--spoiler--
-Ruya gorüyordum.
-Ne goruyordun?
-ruyalarimi hatirlamam. Bunun ne demek oldugunu biliyor musun? Olacak bir seyin ruyasini gormek demek. ornegin, bir gece ruyamda, bir karga geldi ve söyle dedi: "Teyzen olecek." oyle korkmustum ki, annemleri uyandirdim. ama ruya gördugumu, uyumami soylediler. Ama ertesi gün Stacy teyzem oldu.
-Çok korkunc.
-Onun icin korkunc. Bir de beni,oyle bir gucu olan cocugu dusun. uc hafta sonra ruyamda yine kargayı gordum. " Baban olecek" dedi bana. Ne yapacagimi bilmiyordum.
Sonunda babama söyledim. O da bana: " Merak etme." dedi. Ama sarsildigini gorebiliyordum. Ertesi gun kendinde degildi. Etrafa bakiyor, sanki basina bir şey dusecekmis gibi davraniyordu. cünkü karga nasil olacagini soylememisti. Sadece: " Baban olecek." demisti. Sabah erkenden gitti, uzun sure gelmedi. Eve geldiginde cok kotu gorunuyordu. sanki hep kafasina bir balta inmesini beklemisti.
Anneme: " Hayatimin en kotu gununu gecirdim." Dedi.
"Sen kotu bir gün gecirdigini mi saniyorsun?" dedi annem.
" bu sabah sütçü verandanın orada düştü ve öldü."
--spoiler--
sadece bu repligiyle gonullerimize kazinan tim burton filmi.
harikulade tim burton filmlerinden bir diğeridir. gerçekle fantezinin iç içe girdiği, bütünleştiği ve masalsı bir dille anlatıldığı bir senaryoya sahiptir.
derler ki, hayatınızın aşkınızı bulduğunuzda zaman dururmuş..
ama söylemeyi unuttukları bir şey var; hemen sonrasında, zaman bunu telafi edebilmek için çok daha hızlı ilerliyormuş..
hayatı masal gibi yaşamak isteyen ama hep gerçekçi biri tarafından frenlenmeye çalışılıp, aynı kişi tarafından yaptığı herşeyden dolayı yargılanıp kalbi bir zindana hapsedilen, yine gerçek tarafından özgür bırakılan ihtiyarın, ölümsüzlüğün sırrını uygulamalı anlattığı, ewan mcgregor budur dedirten tim amcanın hisseli harikalar kumpanyası, benim hayatım.
bazen "zamanın durduğunu" akabinde kaybedilen zamanı telafi edebilmek için "zamanın daha hızlı ilerleyeceğini" öğreten film :)

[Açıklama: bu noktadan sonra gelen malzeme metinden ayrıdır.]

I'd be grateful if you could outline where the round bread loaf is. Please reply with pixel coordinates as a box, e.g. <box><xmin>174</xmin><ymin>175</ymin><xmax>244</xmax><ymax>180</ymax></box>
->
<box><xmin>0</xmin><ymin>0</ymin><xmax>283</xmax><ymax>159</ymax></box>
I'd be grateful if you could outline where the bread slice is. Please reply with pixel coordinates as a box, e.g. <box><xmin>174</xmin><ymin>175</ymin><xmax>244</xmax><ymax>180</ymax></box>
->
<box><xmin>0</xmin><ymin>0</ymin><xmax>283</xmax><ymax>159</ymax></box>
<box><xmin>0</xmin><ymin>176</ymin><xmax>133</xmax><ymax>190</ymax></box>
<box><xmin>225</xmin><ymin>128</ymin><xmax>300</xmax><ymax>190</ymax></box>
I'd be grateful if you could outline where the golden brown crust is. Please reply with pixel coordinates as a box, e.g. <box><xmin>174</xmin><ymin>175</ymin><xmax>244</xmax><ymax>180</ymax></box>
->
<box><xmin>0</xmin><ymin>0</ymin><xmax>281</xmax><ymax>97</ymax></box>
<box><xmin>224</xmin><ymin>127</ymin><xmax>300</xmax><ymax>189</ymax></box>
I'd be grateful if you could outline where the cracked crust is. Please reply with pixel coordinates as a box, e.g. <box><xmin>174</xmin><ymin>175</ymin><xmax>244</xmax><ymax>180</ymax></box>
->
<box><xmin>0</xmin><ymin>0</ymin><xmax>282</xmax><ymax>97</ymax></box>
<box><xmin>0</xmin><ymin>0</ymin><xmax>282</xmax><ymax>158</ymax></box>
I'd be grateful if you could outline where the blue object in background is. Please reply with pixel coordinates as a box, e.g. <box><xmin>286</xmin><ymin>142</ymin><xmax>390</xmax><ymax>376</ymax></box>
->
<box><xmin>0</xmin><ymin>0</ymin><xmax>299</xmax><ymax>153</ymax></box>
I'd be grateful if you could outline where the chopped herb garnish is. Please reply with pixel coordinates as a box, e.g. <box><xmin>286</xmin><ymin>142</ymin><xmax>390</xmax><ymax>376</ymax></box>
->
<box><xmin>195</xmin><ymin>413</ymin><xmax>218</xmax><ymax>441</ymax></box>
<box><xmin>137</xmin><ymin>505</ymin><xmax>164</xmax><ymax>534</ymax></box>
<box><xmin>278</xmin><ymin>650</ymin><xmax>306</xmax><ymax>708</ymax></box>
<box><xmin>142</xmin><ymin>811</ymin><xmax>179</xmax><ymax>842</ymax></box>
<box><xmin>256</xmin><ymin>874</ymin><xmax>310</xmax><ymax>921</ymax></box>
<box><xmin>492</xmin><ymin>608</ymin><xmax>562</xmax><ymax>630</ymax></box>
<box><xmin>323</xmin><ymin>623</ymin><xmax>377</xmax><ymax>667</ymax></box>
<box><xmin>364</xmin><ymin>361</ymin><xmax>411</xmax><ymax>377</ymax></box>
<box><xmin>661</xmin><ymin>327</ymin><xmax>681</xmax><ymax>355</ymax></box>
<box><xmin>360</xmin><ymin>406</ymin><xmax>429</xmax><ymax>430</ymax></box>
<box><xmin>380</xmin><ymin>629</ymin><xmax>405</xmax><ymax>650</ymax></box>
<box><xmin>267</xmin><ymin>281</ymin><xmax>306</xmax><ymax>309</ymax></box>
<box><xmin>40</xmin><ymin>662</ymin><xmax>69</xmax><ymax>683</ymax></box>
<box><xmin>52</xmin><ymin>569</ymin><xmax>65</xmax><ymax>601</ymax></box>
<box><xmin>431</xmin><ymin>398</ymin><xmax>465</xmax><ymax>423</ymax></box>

(bkz: tapıyoruz tim burton'a)
Kaç sene önce izlediğimi hatırlamıyorum ama benim için efsane bir filmdir kendileri. Sanırım izlerken kendimi çok kaptırdığımdan mütevellit ilk izleyişimde o üzücü sona ağlamışlığım dahi vardır. Belki de bu filme ağlayan tek kişi ben deniz olabilirim.
--spoiler--
- ...kongo'daki afrika papağanları sadece fransızca konuşur.
+ gerçekten mi?
- onlara ingilizce öğretmek olanaksızdır. ama ormanda dolaşanlar onların çok güzel fransızca konuştuklarını duyar. o papağanlar her konuda konuşurlar. politika, sinema, moda. din hariç her konuda.
+ neden din hariç?
- din hakkında konuşmak kabalıktır. kimi inciteceğin belli olmaz.
--spoiler--
masalları, masal sevmeyen adamlara sevdiren. büyüklüğün kavramını, kendi dünyanızın etrafınızda dönmesiyle anlatan bir başyapıt. tim burton'u diğerlerinden ayıran masalımsı.